Understanding the surface chemistry of long term environmentally transformed nanomaterials for regulatory assessment

Abstract

Environmental conditions significantly influence nanomaterial behaviour and physico-chemical transformations. Surface coatings initially enhance stability but degrade under environmental conditions, exposing nanomaterial cores and increasing transformation rates. These environmental transformations will impact nanomaterial bioavailability and ecotoxicity, with smaller particles and ionic species posing heightened toxicity to aquatic organisms, while larger agglomerates settle into sediments, posing risks to benthic ecosystems. The chronic environmental transformations of silver and titanium dioxide nanomaterials with different surface coatings over four years in diverse synthetic aquatic environments designed to mimic natural conditions are investigated. These conditions include a high-hardness salt only OECD-test medium (HH combo), and two synthetic waters representing low-alkalinity (class I) and high-alkalinity (class V) conditions, reflecting regional chemistries of areas such as Norway, the Alps, southern UK, and parts of southern Europe.
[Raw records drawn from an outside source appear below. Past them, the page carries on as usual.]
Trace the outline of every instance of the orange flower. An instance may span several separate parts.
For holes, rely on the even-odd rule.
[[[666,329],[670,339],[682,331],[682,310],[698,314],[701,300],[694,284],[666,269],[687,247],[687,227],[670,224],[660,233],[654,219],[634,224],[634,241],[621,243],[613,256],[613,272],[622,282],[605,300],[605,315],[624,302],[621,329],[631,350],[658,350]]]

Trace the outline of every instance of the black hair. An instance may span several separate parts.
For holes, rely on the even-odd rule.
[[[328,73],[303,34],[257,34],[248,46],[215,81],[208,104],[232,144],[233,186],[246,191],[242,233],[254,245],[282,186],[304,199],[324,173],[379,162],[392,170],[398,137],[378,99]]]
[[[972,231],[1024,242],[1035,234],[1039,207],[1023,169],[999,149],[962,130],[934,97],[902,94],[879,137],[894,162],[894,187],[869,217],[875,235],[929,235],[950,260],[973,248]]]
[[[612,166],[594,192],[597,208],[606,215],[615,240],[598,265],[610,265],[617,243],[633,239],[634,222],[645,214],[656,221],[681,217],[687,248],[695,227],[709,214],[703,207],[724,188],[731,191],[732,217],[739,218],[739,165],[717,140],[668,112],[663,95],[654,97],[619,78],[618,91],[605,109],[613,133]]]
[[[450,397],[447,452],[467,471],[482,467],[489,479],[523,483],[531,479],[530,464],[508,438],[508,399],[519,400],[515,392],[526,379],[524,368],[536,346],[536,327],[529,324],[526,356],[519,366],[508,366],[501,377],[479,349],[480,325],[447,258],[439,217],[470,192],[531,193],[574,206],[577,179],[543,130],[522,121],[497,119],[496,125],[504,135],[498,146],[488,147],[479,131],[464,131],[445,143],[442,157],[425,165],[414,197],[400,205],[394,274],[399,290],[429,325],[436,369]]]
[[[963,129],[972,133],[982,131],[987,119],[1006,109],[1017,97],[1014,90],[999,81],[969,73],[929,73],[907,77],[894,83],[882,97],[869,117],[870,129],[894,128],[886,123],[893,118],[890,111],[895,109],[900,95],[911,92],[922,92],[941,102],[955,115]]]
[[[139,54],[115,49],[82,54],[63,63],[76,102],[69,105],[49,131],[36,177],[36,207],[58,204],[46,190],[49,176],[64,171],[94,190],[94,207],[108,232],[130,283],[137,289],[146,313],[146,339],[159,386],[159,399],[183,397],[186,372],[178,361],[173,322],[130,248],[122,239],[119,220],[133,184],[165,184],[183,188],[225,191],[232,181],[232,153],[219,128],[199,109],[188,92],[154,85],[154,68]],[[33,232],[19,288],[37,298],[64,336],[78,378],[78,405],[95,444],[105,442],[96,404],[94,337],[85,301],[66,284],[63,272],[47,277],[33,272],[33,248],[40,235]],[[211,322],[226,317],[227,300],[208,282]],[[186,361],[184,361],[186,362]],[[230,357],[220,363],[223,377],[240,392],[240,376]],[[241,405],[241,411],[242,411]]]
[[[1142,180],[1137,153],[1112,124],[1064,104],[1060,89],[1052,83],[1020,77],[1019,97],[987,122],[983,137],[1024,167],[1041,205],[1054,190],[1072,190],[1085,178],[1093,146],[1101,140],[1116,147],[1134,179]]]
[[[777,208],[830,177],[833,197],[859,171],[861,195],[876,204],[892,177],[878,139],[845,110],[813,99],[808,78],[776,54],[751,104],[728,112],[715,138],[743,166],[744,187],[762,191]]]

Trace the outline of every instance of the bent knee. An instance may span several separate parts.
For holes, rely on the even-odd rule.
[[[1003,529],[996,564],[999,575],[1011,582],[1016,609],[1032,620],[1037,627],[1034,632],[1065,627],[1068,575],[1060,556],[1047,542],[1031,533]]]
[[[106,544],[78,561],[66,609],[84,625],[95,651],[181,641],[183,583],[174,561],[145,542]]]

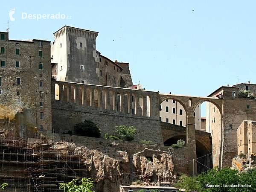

A suite of analytical techniques, including dynamic light scattering, single particle inductively coupled plasma mass spectrometry, transmission electron microscopy, and X-ray photoelectron spectroscopy, were employed to assess morphological and physicochemical transformations of the nanomaterials over time. This study underscores the importance of incorporating nanomaterial ageing and environmental transformation studies into regulatory frameworks to capture the dynamic lifecycle behaviours of nanomaterials and their evolving physico-chemical characteristics and consequent toxicity. Recommendations include mandating environmental testing under diverse conditions to simulate real-world scenarios, assessing coating stability, and adopting tiered risk assessment approaches. These findings provide crucial data for regulators to develop guidelines that reflect the dynamic nature of nanomaterials, enhancing our understanding of their long-term environmental persistence, mobility, and ecological impacts.